I need to replace the batteries on my truglow light.
right now there are 3 L736 made by pako
I e mailed the company and they recomended energizer 392.
I went to cvs drug store to by the batteries and found out that the batteries cost $5.00 per battery.
A new light only cost around $20.00
Were are you guys buying your replacement batteries from and how much does it cost?


----------



## medinarg75 (Jan 16, 2006)

I just buy a new light. Its runs me about 14 dollar. Its cheaper than to buy the replacement batteries.


----------



## Twitch (Oct 14, 2007)

I use size 312 hearing aid batteries in mine. I think they are $6 for a pack of eight, also at CVS.


----------



## NoSecondBest (Jan 18, 2009)

Walmart sells a two pack for $4.98 in the jewlery area. I almost bought the single pack for the same price over in the camera area until I told the lady I needed two. She sent me over and I saved five bucks.


----------



## vwkismet (Jan 2, 2009)

Google is your friend... http://lmgtfy.com/?q=energizer+392

One example of a result: http://www.batteryjunction.com/en392384siox.html

These 392s are $.90 on that first site. I just got a bunch of the 736s online - I think they were $.21 apiece or so. The shipping cost more than the battery.


----------



## Bow (Aug 10, 2003)

I found light batteries on ebay and paid $5 for a sheet of 100.


----------



## arrowhawk (Feb 21, 2003)

vwkismet said:


> Google is your friend... http://lmgtfy.com/?q=energizer+392
> 
> One example of a result: http://www.batteryjunction.com/en392384siox.html
> 
> These 392s are $.90 on that first site. I just got a bunch of the 736s online - I think they were $.21 apiece or so. The shipping cost more than the battery.


Are you using the 736 on the truglow site?
My sight came with a L736 but when I e mailed truglow they replied
392,LR41,192,384 would work they did not enclude L736


----------



## klemsontigers7 (Jul 1, 2008)

Bow said:


> I found light batteries on ebay and paid $5 for a sheet of 100.


Are they the CR2016's? And... did you use them in the Tru-Glo light?


----------



## arrowhawk (Feb 21, 2003)

I bought batteries on line $.27 shipped per battery. They work great
Thanks,


----------



## bamm (May 12, 2006)

There was a guy in the classified 's that had batties.
_Posted via Mobile Device_


----------



## jlh42581 (Oct 21, 2009)

Super old post, bumping this to the top as I was looking for the L736 and the battery listing here is helpful. Found ten maxell on ebay for $7. Cheaper ones can be had same place.


----------



## iswandy (Aug 18, 2007)

Super old post, bumping this to the top as I was looking for the L736 PAKKO, that's what I had in my sight light when I bought it. last night I bought MAXELL LR41, they have same size but when I get home and put it on, it doesn't work. no light at all.
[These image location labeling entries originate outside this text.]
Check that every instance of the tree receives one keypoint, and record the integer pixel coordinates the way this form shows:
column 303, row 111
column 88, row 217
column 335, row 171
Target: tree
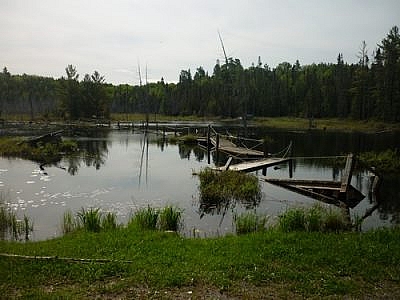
column 391, row 75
I put back existing L736 and it's work fine


----------



## deerbum (Oct 16, 2014)

I use the batteries out of finger lights in the light on my CBE- I would think they all use about the same size batteries. They can be found in most thrift stores or online for around $1 for a 3 or 4 pack of lights containing 3 batteries per light.


----------



## iswandy (Aug 18, 2007)

never saw finger lights, it is something like in the picture below?










was it L736? I figure out at ebay they sale it like 20pcs for $3.19 and each one has 3pcs of button battery in it, meaning I will get around 60pcs of battery for $3.19 if I buy those 20pcs of finger lights. In other side, I saw PAKKO L736 battery price is around $7.40 per 10pcs


----------



## Riverboy1 (Dec 16, 2016)

*Truglow*



Twitch said:


> I use size 312 hearing aid batteries in mine. I think they are $6 for a pack of eight, also at CVS.


This worked for me. Thanks


----------